久石譲:アルバム「アナザー・ピアノ・ストーリーズ」発表 「おくりびと」3曲再構成
◇組曲「ジ・エンド・オブ・ザ・ワールド」が骨格、「生」のため「死」テーマに
アカデミー賞外国語映画賞を受賞した「おくりびと」の音楽を担当した久石譲がオリジナルアルバム「アナザー・ピアノ・ストーリーズ~ジ・エンド・オブ・ザ・ワールド」(ユニバーサル)を発表し、注目を集めている。【川崎浩】
◇「おくりびと」の3曲も再構成
「おくりびと」の3曲を一つの組曲に再構成。書き下ろしの組曲「ジ・エンド・オブ・ザ・ワールド」と同格に置き、アルバムの大きな骨格としている。そのほか映画「崖(がけ)の上のポニョ」「私は貝になりたい」やテレビドラマ「太王四神記」のテーマ曲、サントリー緑茶「伊右衛門」のCM曲など、なじみのメロディーがずらりそろっている。
演奏は久石のピアノに加え、12本のチェロやマリンバのアンサンブルを起用し、久石が想定した音楽世界を出現させている。
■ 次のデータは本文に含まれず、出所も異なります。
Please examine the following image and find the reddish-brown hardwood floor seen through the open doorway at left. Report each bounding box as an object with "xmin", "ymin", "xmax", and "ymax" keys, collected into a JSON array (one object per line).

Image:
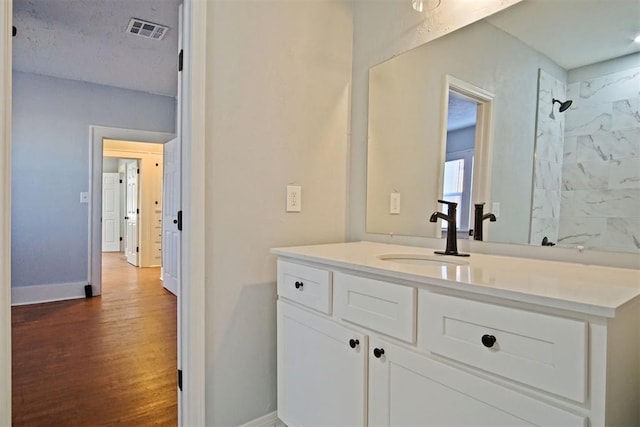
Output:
[{"xmin": 12, "ymin": 253, "xmax": 178, "ymax": 426}]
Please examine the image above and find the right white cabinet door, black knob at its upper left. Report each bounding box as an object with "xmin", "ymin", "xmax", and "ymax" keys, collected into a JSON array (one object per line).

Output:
[{"xmin": 369, "ymin": 339, "xmax": 586, "ymax": 427}]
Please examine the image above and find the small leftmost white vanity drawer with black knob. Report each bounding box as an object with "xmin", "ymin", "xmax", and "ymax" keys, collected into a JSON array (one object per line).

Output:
[{"xmin": 278, "ymin": 260, "xmax": 331, "ymax": 314}]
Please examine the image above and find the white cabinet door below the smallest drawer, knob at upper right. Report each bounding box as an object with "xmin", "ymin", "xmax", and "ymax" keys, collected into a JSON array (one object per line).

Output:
[{"xmin": 278, "ymin": 301, "xmax": 367, "ymax": 426}]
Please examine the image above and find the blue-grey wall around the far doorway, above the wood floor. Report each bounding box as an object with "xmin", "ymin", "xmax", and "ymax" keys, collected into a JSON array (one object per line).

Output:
[{"xmin": 11, "ymin": 72, "xmax": 175, "ymax": 287}]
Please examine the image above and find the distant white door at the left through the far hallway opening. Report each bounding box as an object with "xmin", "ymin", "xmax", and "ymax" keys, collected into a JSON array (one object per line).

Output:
[{"xmin": 102, "ymin": 172, "xmax": 120, "ymax": 252}]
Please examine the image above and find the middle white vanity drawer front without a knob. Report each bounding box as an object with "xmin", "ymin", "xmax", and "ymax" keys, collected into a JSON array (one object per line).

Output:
[{"xmin": 333, "ymin": 273, "xmax": 416, "ymax": 343}]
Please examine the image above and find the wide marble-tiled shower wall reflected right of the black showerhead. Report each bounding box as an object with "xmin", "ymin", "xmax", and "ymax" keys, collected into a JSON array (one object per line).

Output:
[{"xmin": 558, "ymin": 67, "xmax": 640, "ymax": 252}]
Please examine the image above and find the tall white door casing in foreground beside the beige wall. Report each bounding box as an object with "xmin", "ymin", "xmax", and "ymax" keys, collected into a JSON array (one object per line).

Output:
[{"xmin": 178, "ymin": 0, "xmax": 208, "ymax": 426}]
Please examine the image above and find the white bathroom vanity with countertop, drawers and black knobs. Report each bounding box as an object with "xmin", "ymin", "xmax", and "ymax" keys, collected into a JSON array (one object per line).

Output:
[{"xmin": 272, "ymin": 242, "xmax": 640, "ymax": 426}]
「このアルバムは、どちらかというと、自分のために作った。プロなので商業的視点も必要なんだが、ヒット作だけでまとめるのは苦痛を伴う」と久石。「『ジ・エンド・オブ・ザ・ワールド』を入れようと決心した時から、この作品は『アナザー(別物)』にしようと思った」
「ジ・エンド~」では歌も披露する。アルバム全体を終末感が覆っている気がするが……。
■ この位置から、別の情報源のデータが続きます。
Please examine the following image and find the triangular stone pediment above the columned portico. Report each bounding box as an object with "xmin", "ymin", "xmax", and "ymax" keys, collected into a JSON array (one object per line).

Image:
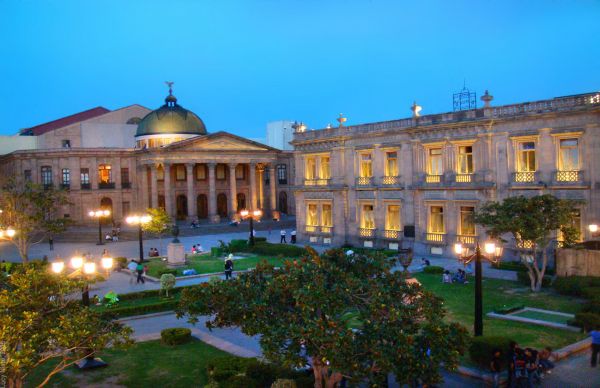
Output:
[{"xmin": 165, "ymin": 132, "xmax": 274, "ymax": 151}]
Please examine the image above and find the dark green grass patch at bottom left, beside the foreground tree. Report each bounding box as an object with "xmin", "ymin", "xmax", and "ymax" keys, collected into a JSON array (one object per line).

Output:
[{"xmin": 25, "ymin": 340, "xmax": 234, "ymax": 388}]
「『おくりびと』はもとより『ポニョ』も、実は死を描いているんですよ。『死』は僕にとっても最も大きなテーマ。人間にとっても最大の問題だと思う。そこを見つめないと、生きるってことがわからない」
久石には、この問いに明解な回答が用意されているのだろうか。
「生きていること自体が煩悩なんですよ。僕の場合は、作曲している瞬間だけ欲が消える。回答というより実践なのかな」
久石はこれまでも「DEAD(死)」と題した曲を発表している。和音のDEADだけを使い、それを繰り返す手法の曲である。
「ジ・エンド~」は「9・11同時多発テロ」をテーマにしている。「9・11は、アメリカを追い続けていた日本の価値観の崩壊を象徴するものでもあった。人類は『危機』に、というより『死』に直面した形だ。僕らは一度それを受け入れなければならないのではないか。そのうえで、そこを越えていかなければならないだろう」
クラシックとポップスの両面からアプローチできるからこそ、久石はこのテーマを提示していけるようだ。